Mask R-CNN automates detonation cell analysis with under 2% error
A deep learning model reads soot foils faster and more accurately than humans...
A team of researchers from multiple institutions (including Mingyang Bu, Robson A. Schneider, and Deanna A. Lacoste) has developed a deep learning approach to automate the characterization of detonation-cell size distributions from soot-foil records. Traditional manual measurement is slow and subjective, while existing computer vision techniques struggle with high noise, blurred boundaries, and severe cell overlapping in real experimental images. The proposed method uses Mask R-CNN, an instance segmentation architecture, trained on a custom heterogeneous dataset that includes both numerical simulations and physical experiments, enhanced with transfer learning. This allows the model to produce accurate pixel-level mask predictions even within highly noisy flow fields.

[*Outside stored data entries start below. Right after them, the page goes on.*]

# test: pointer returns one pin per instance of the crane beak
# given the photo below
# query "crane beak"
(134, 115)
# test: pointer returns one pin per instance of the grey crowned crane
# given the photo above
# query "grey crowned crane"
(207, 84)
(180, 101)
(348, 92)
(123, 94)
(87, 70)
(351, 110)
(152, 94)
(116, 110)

In benchmark validations, the model shows high pixel-level agreement and strong robustness against noise. Predicted average cell sizes match manual measurements with relative errors under 2% for regular detonation conditions and under 3.5% for irregular ones. Sensitivity ablation experiments confirmed scale adaptability and led to a standardized preprocessing paradigm for image patching. Beyond extracting global average sizes, the model automatically tracks the transient spatial evolution of cell sizes along the propagation direction and quantitatively extracts high-order regularity features such as the irregularity index (RI) and standard deviation of cell deflection angles, which align with theoretical expectations. This significantly enhances the efficiency, objectivity, and detail of statistical analysis in detonation research.

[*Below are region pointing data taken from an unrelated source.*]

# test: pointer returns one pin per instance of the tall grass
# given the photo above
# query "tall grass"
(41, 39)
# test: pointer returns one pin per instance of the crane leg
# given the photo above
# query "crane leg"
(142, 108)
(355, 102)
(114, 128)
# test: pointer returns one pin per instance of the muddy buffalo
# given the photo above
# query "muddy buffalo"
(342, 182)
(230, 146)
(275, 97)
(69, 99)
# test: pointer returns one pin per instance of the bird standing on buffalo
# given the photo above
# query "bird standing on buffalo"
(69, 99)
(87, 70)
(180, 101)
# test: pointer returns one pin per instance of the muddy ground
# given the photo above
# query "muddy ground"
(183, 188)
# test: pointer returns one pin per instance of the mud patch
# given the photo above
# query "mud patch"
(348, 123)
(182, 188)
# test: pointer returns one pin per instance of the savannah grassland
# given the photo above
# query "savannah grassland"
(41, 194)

- Uses Mask R-CNN instance segmentation on a custom heterogeneous dataset (simulations + real experiments) with transfer learning
- Achieves relative errors under 2% for regular detonation conditions and under 3.5% for irregular ones
- Automatically tracks spatial evolution of cell sizes and extracts high-order features like irregularity index and deflection angle std dev
Why It Matters
Speeds up combustion/explosion research by replacing subjective manual measurements with objective, automated high-precision analysis.